Re: a tricky question

Re: a tricky question

[Byron Rakitzis]

I just thought of a hole: importing functions from the environment.
e.g.,

foo:
	#!/bin/rc --
	echo hi

can be foiled with

; fn echo {/bin/sh}
; foo

or even

	#!/bin/rc --
	exec mount /pcfs

can be foiled with

; fn exec {/bin/sh}
; foo

Then again, Duff mentions "-p" in one of the rc papers, so this one
does not get any credit.

Might it be worth adding "-p" to rc, or would it encourage a false
sense of security? I guess that's what I am driving at.

Re: a tricky question

[Chris Siebenmann]

 I think it's worth adding '-p' to rc (which would not import
functions from the environment) just to make rc shell scripts
more reliable in the face of random users using them.

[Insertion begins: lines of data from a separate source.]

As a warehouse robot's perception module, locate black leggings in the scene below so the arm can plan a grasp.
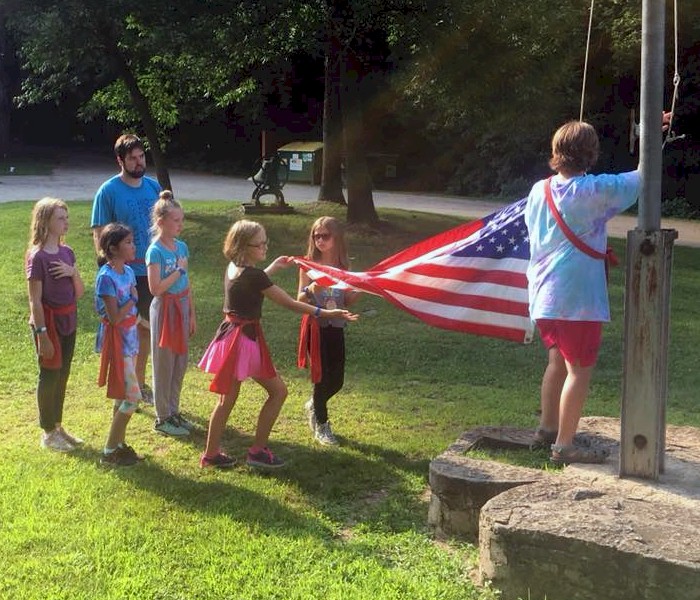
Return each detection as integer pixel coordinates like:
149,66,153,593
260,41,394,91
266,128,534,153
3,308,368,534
36,331,75,433
314,326,345,423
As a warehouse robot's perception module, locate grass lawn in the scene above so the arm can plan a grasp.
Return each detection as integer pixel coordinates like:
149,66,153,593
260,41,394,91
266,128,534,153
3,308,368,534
0,202,700,600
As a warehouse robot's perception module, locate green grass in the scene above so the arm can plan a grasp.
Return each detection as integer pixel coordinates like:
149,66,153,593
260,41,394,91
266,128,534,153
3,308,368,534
0,202,700,600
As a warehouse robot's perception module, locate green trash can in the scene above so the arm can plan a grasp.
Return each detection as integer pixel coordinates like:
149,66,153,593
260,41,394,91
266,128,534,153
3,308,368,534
277,142,323,185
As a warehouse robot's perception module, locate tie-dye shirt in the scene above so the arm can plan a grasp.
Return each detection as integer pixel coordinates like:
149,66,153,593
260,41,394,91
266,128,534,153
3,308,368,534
525,171,640,321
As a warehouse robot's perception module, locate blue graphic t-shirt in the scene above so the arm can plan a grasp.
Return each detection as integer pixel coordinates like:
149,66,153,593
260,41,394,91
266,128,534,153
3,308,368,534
146,240,190,294
90,175,161,277
95,264,139,356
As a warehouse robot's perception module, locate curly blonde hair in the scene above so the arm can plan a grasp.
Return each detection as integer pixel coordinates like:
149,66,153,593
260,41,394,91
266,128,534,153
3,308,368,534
223,219,265,265
549,121,600,173
29,196,68,250
305,217,350,269
149,190,182,237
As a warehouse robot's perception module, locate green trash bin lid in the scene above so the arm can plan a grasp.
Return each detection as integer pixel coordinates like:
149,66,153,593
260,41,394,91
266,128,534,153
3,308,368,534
277,142,323,152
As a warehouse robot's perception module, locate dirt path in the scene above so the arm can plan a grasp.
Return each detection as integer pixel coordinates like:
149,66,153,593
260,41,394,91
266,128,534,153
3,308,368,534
0,159,700,248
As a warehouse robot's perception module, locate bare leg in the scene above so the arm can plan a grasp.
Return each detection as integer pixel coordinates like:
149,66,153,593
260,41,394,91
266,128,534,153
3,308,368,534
540,346,567,431
136,323,151,387
556,362,593,446
253,375,287,448
106,410,131,450
204,381,241,456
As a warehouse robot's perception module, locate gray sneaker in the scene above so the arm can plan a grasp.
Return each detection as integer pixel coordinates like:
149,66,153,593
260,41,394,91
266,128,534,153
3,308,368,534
314,421,338,446
304,398,316,434
153,417,190,437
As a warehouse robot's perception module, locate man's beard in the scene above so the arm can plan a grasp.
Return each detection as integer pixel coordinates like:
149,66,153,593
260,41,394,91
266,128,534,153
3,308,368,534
124,168,146,179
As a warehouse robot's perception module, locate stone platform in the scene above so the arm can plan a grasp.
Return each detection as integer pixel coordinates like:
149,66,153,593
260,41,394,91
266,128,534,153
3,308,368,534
429,417,700,600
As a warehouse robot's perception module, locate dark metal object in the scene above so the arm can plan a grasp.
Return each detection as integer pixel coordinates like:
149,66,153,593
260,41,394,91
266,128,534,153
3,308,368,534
252,152,289,207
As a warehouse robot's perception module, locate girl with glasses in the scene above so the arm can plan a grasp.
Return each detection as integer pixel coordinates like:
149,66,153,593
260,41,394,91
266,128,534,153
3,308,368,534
199,220,357,469
297,217,359,446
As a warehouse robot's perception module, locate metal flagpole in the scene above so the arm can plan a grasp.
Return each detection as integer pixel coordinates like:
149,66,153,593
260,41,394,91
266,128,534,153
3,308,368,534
620,0,678,479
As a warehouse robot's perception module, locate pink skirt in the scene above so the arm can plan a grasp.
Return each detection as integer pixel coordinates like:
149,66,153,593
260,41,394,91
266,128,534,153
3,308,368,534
198,328,272,381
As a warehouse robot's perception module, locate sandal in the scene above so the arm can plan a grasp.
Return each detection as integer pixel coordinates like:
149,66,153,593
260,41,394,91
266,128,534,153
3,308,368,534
530,427,559,450
549,444,609,465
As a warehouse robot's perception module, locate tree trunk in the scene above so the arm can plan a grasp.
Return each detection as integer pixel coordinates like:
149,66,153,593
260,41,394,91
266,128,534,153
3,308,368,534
341,65,379,225
0,8,12,158
318,26,345,204
107,32,174,193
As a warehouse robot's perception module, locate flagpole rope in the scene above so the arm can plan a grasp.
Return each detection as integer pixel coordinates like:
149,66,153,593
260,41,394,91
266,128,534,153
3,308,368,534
661,0,683,149
578,0,595,121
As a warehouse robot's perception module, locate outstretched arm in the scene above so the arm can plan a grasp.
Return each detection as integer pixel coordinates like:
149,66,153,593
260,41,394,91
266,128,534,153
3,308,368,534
263,285,358,321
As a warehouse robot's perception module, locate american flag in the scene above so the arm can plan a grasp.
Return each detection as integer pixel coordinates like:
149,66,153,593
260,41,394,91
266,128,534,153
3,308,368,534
295,198,533,343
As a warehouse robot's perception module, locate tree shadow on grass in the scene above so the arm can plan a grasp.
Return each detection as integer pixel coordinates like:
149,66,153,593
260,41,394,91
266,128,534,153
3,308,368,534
71,442,330,538
68,428,428,540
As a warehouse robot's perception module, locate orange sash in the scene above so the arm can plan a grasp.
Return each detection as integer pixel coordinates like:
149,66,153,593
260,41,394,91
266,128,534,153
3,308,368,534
97,315,136,400
37,303,77,370
158,288,190,354
209,314,277,395
297,315,322,383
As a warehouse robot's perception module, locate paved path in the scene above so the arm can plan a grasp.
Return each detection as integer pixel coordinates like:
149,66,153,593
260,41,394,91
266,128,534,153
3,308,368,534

I know
that I've been starting all my scripts with something that
clears out the defined functions, but it's not foolproof;
'-p' would be better and more convenient. Never allowing
'fn' and 'builtin' to be redefined as functions would
probably also suffice, but I'd prefer '-p'.

	- cks

a tricky question

[Byron Rakitzis]

Can anyone with experience in the matter comment on whether rc
would behave well if the setuid bit is turned on? i.e., are there
holes in rc that need to be fixed? The only sh holes I know about
are the famous ones. The $ifs hole does not really apply, and the
option hole can be repaired with

	#!/bin/rc --

at the start of the script.

Note that I am not advocating running rc with the setuid bit turned
on, I was just wondering about it this morning.